At last, I lay ear upon King Seven's
Hidden EP. I heard
Hidden itself a couple of summers ago, on Bonobo's Solid Steel compilation — in the smoky and wonderful attic room of a house of architects. There it emerges perfectly from the previous song, the strange, handclapping mellow groove of
Soul Call. Both rest on the very same bass stomp (on the first and second-and-a-halfth beat of four) — so when the dominant seventh chords are replaced fusslessly by the tight-strung notes of Hidden, the mix continuing… it's like remembering something you'd forgotten; something which had always been there. The surfacing shifts your attitude to something a little more present, a little sharper.

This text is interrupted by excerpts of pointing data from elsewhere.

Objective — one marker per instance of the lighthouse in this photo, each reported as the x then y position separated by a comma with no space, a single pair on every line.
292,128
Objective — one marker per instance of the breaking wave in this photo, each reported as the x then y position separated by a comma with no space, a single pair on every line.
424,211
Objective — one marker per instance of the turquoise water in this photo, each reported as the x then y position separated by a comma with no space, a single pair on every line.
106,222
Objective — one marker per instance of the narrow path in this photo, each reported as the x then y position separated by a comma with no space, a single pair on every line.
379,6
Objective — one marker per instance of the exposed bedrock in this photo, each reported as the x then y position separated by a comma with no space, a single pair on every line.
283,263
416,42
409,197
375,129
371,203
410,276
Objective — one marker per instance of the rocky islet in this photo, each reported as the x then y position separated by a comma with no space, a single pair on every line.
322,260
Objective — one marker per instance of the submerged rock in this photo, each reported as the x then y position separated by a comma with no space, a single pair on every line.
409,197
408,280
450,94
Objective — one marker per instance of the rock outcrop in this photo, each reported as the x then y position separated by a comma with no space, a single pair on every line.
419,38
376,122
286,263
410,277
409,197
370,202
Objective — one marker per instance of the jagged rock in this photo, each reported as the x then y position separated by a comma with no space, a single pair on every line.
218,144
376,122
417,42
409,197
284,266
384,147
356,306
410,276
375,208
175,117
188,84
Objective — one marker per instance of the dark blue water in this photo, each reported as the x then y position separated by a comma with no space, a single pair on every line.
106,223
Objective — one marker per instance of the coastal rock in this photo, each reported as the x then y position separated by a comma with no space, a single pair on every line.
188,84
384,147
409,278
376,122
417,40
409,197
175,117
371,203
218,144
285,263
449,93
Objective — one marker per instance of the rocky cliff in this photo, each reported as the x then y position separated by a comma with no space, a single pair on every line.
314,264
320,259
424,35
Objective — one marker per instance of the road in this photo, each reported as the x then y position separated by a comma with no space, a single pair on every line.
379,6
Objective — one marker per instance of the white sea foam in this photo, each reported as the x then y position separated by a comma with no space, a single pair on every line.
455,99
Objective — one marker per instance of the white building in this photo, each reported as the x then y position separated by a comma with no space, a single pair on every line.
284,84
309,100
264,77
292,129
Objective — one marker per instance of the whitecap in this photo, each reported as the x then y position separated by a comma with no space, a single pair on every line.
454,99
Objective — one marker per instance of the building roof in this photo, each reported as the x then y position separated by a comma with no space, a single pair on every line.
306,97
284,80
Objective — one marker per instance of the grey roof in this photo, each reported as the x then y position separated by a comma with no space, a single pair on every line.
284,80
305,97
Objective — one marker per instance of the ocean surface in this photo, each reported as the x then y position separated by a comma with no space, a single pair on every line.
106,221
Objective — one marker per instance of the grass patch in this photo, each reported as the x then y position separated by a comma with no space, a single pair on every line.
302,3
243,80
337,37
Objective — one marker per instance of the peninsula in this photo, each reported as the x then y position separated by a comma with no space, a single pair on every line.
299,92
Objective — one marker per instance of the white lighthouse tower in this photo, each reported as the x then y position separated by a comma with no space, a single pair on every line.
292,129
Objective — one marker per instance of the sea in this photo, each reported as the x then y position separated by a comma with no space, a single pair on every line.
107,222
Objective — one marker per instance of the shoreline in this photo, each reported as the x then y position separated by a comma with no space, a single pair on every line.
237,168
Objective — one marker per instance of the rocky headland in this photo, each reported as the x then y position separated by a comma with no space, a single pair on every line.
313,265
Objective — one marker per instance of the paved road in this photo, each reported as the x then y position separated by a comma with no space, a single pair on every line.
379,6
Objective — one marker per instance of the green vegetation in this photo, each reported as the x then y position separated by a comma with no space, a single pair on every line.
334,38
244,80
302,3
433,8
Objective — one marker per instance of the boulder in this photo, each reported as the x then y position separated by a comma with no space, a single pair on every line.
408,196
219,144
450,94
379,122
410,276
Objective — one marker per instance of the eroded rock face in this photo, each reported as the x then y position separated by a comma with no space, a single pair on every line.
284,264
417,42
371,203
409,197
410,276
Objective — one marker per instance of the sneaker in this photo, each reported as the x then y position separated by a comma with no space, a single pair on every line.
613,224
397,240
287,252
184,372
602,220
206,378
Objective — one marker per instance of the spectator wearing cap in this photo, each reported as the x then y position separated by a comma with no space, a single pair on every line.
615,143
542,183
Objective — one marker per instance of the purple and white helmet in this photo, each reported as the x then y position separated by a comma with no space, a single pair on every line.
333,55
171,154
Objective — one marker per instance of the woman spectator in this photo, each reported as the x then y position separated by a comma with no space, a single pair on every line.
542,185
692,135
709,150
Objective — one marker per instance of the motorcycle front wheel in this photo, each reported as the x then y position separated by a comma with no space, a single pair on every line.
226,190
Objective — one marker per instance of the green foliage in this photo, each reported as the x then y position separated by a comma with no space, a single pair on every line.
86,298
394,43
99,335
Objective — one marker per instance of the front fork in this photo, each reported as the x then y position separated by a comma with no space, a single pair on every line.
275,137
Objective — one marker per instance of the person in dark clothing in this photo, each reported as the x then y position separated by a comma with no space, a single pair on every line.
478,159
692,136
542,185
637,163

Harp (or harp-sounds); and a guitar, more mellow and
mono-no-aware in its ninths. It expands, contracts. A cello — suddenly, forging forward, it's the medulla of the piece, and more strings rally around it.
The subtlest of notes provide a telegraph wire over the interlude; then a play of notes in a clearing. Beats skitter and trill.
A forest, early or late twilight; some kind of rushing seawards through greens and muted light.
The dark dark cello as it digs into the bass and rises up, oh… slow drumbeats rock you onward. Steady steps, steady steps.
Over the edge. Here I am. Open air, open water, ozone.
Electronics ricochet softly. (There are
difference tones in my ears.)
✽
Brittle is nothing of the sort. There's a wondering guitar, and shifting noises behind it. Like a workshop — dreams and hard work in one place.
✽
Simple Folk is a sunny day of — well, frankly, jamming, in a bright, bright, sunshiny park. It may have a huge four-to-the-floor drumbeat that kicks in every now and then, but two guitar lines seem to smile at each other across the (yes, sorry) congos.
Then oh my GOODNESS comes the most hippy bassline you've ever heard! It
woobles, full of portamento, like some thoroughly cheerful undersea creature.
On it travels, breaking up, shaking down. More sun you couldn't ask for.
✽
(In
Snowfall Part 1 electric piano glides past; a slightly out-of-place outro. Have
Air popped in to see what's going on?)